Wednesday, September 07, 2005

Watching Fox

We got Fox News recently, when we got Sky Satellite TV installed. It's owned by Rupert Murdoch and it shows Fox News, the exact same feed as is broadcast across the USA, except the adverts are cut and replaced by a weather forecast (in Celsius).

Fox is strange. In the UK there's a law against political bias in news reporting, and we're not quite sure how it can be legal to show the Fair & Balanced channel in the UK. However IMO it's a stupid law anyway, and I've been watching countless hours of the Evil News since Katrina hit.

Fox is strange. It reminds me of watching state-owned TV in un-liberal countries where the TV acts as an arm of government propaganda. In particular it reminds me of TV in France. Back when they were nuclear testing in 1995, I went to Paris on business. I turned on the TV and saw pictures of anti-nuclear demonstrators brutally attacking and beating French policemen. I went home, turned on the BBC and saw pictures of French policemen brutally attacking and beating anti-nuclear demonstrators. I guess the truth was probably somewhere in between.

Fox is strange. Since 2001 I've often had a feeling like I'm living in a parrallel universe, the demented imaginings of some science fiction author, where the timeline has deviated from its 'proper' course (say in December 2000) and everything has gone wrong. Watching Fox reinforces this feeling - the tv series Star Trek: Enterprise did a two-parter before the series ended, set in a parrallel 'evil' universe, the Mirror Universe. They replaced the "peaceful exploration" opening credits with something featuring missiles, an M1 Abrahams Main Battle Tank etc, it looked a lot like the jingoistic CGI sequences linking Fox News items.

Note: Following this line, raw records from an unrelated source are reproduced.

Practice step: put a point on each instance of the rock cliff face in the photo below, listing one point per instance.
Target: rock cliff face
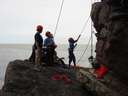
(110, 18)
(23, 80)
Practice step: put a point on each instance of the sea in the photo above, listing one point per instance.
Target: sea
(10, 52)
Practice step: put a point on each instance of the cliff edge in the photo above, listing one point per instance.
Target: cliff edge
(23, 80)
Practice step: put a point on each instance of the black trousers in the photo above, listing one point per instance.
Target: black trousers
(71, 57)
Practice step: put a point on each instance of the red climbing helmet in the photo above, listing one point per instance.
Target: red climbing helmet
(48, 34)
(39, 28)
(70, 39)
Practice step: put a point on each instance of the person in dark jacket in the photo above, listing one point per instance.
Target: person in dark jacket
(72, 45)
(50, 46)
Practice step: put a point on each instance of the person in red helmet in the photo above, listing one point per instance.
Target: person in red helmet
(36, 55)
(72, 45)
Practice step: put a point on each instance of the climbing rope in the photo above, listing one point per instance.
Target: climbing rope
(58, 19)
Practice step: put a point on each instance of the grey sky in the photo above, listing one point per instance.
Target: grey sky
(18, 19)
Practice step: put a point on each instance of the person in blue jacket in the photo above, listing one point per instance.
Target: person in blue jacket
(72, 45)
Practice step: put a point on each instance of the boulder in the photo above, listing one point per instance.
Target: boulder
(22, 79)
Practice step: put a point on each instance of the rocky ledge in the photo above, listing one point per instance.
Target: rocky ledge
(22, 79)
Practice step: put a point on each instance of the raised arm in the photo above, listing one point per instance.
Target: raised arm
(77, 39)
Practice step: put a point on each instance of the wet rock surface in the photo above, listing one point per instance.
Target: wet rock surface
(110, 18)
(22, 79)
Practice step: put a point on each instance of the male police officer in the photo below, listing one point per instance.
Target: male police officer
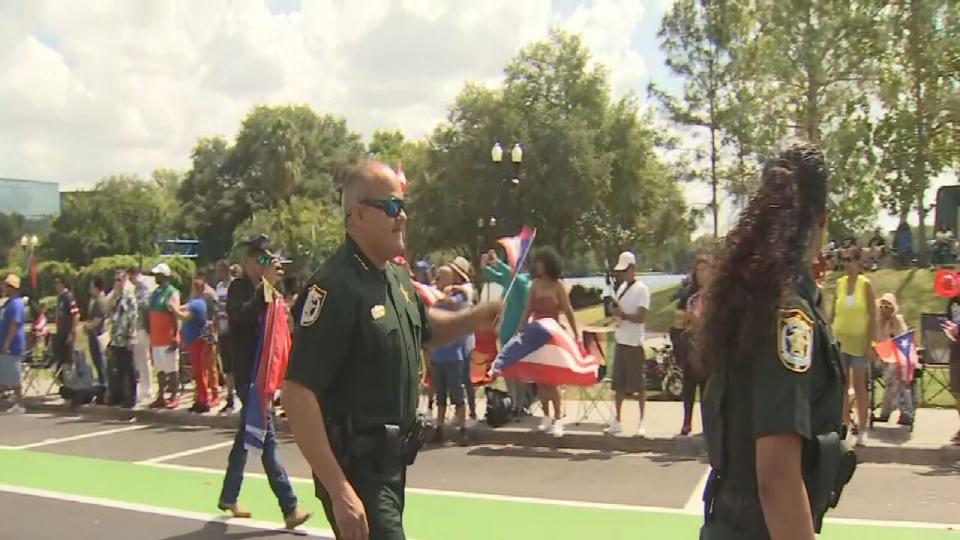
(351, 390)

But the strangest thing about Fox is Shepard Smith. Most of the male Fox anchors are either fresh-faced preppies or if older they're sinister, cadaverous creatures like Brit Hume and the one whose hair is the same colour as his flesh. Shep is more on the preppy side, but he's from rural Mississippi and his style is certainly different. We first saw him on the Sunday before the hurricane hit New Orleans, reporting from a bar in the French Quarter. He was obviously drunk, and rather worried he wasn't going to survive. On Tuesday morning (Monday night US time) I saw him again, alive and happy because he was ok, and the French Quarter was ok too. Only the water was rising. Wednesday, Shep was on the I-10 interstate over the city, with the people who'd been sent up there. They were already starting to die. Shep was pleading for somebody to do something. He was practically crying. Over the next two days Shep continued reporting the horrors from the dying city. Even from his Fair & Balanced reports it was clear a disaster of monumental ineptitude was unfolding, and Shep was telling it like he saw it. The other Fox journos on the ground seemed to be giving honest reports too; those closest to the horror were clearly affected. Yet, weirdly, none of this seemed to be making any impact on the anchormen in the studio. If they seemed bothered about anything, it was the reports of "armed thugs" who were slowing the otherwise exemplary relief effort. Shep disappeared from New Orleans at the weekend, replaced by Geraldo. We assumed he was taking a break after the trauma, probably shattered both physically and emotionally. I knew from Fox's website he was normally an anchor. I wondered what he'd say when he got back to his desk. Would he rail against the blatant injustice of what he'd seen? On Tuesday, there was Shep in the studio, all suited up. He smiled blandly and presented for an hour, quite untroubled. It was very Stepford Wives-ish.